Legal claims defining the scope of protection. Each claim is shown in both the original legal language and a plain English translation.
1. An article of manufacture comprising a program storage device readable by a machine, tangibly embodying a program of instructions executable by the machine to perform a method for speech synthesis that allows user specified pronunciations, the method comprising: providing a user interface that allows a user to identify a text string for synthesis and to speak a pronunciation of the text string; recording the user's spoken pronunciation of the text string as an audio signal; extracting prosodic parameter values from the audio signal corresponding to the user's pronunciation of the text string, wherein extracting the prosodic parameter values comprises extracting duration parameter values from the audio signal by aligning the audio signal with the text string; automatically translating at least a portion of the prosodic parameter values extracted at least in part by aligning the audio signal of the user's spoken pronunciation with the text string into abstract labels to generate a high-level markup of the text string; and generating a synthetic speech waveform by applying a markup-enabled text-to-speech engine to the text string with the high-level markup.
A text-to-speech (TTS) system lets users customize pronunciations. It provides a user interface where a user enters text and speaks it. The system records the user's speech as an audio signal and extracts prosodic parameters (like timing and intonation) by aligning the audio with the text. The system then converts these parameters into abstract labels that represent a high-level markup of the text, essentially coding the desired pronunciation. Finally, it uses a text-to-speech engine, enhanced with markup capabilities, to generate a synthetic speech waveform of the text, using the user-specified pronunciation.
2. The article of manufacture of claim 1 , wherein the extracting duration parameter values by aligning comprises segmenting the audio signal into time-segmented regions, wherein each time-segmented region is mapped to a corresponding phoneme.
To extract speech timing, the text-to-speech system segments the recorded audio signal into time regions. Each region corresponds to a specific phoneme (basic sound unit). The system then maps each time-segmented region to its corresponding phoneme in the text, allowing it to accurately measure the duration of each sound as spoken by the user, which informs the timing of the generated speech.
3. The article of manufacture of claim 1 , wherein the extracting duration parameter values by aligning comprises using a Viterbi alignment process.
The text-to-speech system uses a Viterbi algorithm to align the recorded speech with the text when extracting speech timing (duration) parameters. The Viterbi algorithm finds the most likely sequence of hidden states (phonemes in this case) given a sequence of observations (audio features), providing a robust and accurate way to determine the timing of phonemes in the user's spoken example.

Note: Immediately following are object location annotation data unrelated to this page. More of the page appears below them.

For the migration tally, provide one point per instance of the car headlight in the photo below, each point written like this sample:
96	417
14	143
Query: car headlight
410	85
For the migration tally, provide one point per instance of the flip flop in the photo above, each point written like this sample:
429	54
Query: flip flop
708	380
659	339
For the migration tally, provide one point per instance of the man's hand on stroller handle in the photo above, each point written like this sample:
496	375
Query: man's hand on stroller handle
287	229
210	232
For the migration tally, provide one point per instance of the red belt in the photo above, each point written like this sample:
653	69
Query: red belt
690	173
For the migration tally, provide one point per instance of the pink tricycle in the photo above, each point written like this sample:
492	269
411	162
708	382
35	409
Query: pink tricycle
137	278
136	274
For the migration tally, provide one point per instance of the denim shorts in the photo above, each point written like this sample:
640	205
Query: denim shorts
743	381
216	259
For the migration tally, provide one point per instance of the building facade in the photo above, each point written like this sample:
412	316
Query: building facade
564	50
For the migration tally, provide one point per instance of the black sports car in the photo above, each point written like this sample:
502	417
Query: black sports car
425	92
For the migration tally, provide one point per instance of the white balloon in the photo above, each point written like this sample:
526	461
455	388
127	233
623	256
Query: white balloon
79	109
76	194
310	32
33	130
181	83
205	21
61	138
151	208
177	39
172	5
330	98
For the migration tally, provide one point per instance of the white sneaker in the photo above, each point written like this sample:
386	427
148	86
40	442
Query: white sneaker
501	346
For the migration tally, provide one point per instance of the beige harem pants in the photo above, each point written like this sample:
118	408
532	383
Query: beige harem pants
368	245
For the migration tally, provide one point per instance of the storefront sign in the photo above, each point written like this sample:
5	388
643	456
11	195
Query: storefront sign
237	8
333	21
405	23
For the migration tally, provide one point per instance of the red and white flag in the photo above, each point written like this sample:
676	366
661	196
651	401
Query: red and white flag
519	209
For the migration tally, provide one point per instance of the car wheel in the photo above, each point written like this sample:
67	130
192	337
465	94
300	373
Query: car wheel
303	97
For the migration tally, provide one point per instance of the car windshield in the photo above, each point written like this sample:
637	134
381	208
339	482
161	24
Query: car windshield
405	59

4. The article of manufacture of claim 1 , wherein the method further comprises directly specifying at least one portion of the prosodic parameter values as attribute values for mark-up elements.
The text-to-speech system lets users directly specify some prosodic parameters (e.g. pitch, speaking rate) as attributes within markup elements. Instead of solely relying on automatic extraction, the system also allows for manual control over specific aspects of the synthetic speech, providing a hybrid approach to pronunciation and style customization.
5. The article of manufacture of claim 1 , wherein the translating comprises generating the markup of the text string using SSML (speech synthesis markup language).
The text-to-speech system uses Speech Synthesis Markup Language (SSML) to encode the user's desired pronunciation and style. The extracted prosodic parameters are translated into SSML tags within the text, which a compatible text-to-speech engine then uses to generate speech that closely mimics the user's input.
6. The article of manufacture of claim 1 , further comprising instructions for processing phonetic content of the audio signal to generate the synthetic speech waveform having a desired pronunciation.
To generate synthetic speech with a desired pronunciation, the text-to-speech system processes the phonetic content of the user's spoken audio. This involves analyzing the actual sounds the user made (not just timing and intonation) to inform the text-to-speech engine how to articulate the phonemes.
7. The article of manufacture of claim 1 , wherein the method further comprises extracting acoustic feature data from the audio signal and wherein the aligning further comprises outputting one or more duration contours.
The text-to-speech system extracts acoustic features (e.g., spectral information) from the recorded audio signal. During alignment of audio and text, the system outputs duration contours. These contours represent how the length of the sounds changes over time, providing a visual or numerical representation of the rhythm and pacing of the user's speech, used to create more natural sounding speech.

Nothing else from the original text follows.